This week Twitter added about 70 new locations for “trending topics”, i.e. what Twitter defines as topics, hashtags or key words that are currently getting a surge in mentions. Sweden is one of the new countries for which Twitter displays trending topics and while the service has been up and running only a day or two, we can already start to suspect that it’s accuracy is not entirely perfect yet.
My first point: local trending topics seem to count words that are mentioned in URLs’, giving major media outlets too much impact on the results, since their content is widely shared across Twitter. First evidence, yesterday the tabloid “Aftonbladet” was one of ten trending topics but many of the tweets that showed up, were in fact not mentioning “Aftonbladet” other than the URL Aftonbladet.se, often hidden in a bit.ly-link. Second evidence, today “Expressen” the rivalling tabloid is a trending topic, with the same boost in mentions from URLs as Aftonbladet. I don’t think that this is intentional and I suspect that Twitter would adjust their algorithm if they were aware of the problem.

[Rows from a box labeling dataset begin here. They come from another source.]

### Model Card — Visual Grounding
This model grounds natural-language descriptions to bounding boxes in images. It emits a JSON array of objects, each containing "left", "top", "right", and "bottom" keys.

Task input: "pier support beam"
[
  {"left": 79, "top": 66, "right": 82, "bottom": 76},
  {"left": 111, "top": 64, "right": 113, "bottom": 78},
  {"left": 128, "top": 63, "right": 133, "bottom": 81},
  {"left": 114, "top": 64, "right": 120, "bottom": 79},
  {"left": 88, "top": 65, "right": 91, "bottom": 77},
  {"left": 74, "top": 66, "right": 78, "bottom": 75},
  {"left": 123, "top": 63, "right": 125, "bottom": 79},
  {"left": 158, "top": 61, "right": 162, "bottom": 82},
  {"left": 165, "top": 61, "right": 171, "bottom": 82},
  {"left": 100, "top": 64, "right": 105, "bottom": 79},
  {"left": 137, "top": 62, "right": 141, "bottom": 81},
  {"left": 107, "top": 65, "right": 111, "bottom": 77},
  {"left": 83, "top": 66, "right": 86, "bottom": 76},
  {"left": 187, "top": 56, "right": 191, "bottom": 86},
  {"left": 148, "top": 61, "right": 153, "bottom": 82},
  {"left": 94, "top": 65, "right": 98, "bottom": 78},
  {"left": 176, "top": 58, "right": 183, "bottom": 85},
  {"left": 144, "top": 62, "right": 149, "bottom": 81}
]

My second point: the hashtag #cheerupjustin is barely being used at all in Sweden, still it is trending here. The term “English” is also trending, and although a Twitter search in Swedish gives us many results, few of them are in Swedish and/or by Swedish users. It is probably difficult for Twitter to determine which tweets are related to Sweden and therefor tweets from other countries affect our results.
It’s great to be able to track trends also in the Swedish market, but use the trending topics with caution as they may not always be entirely accurate.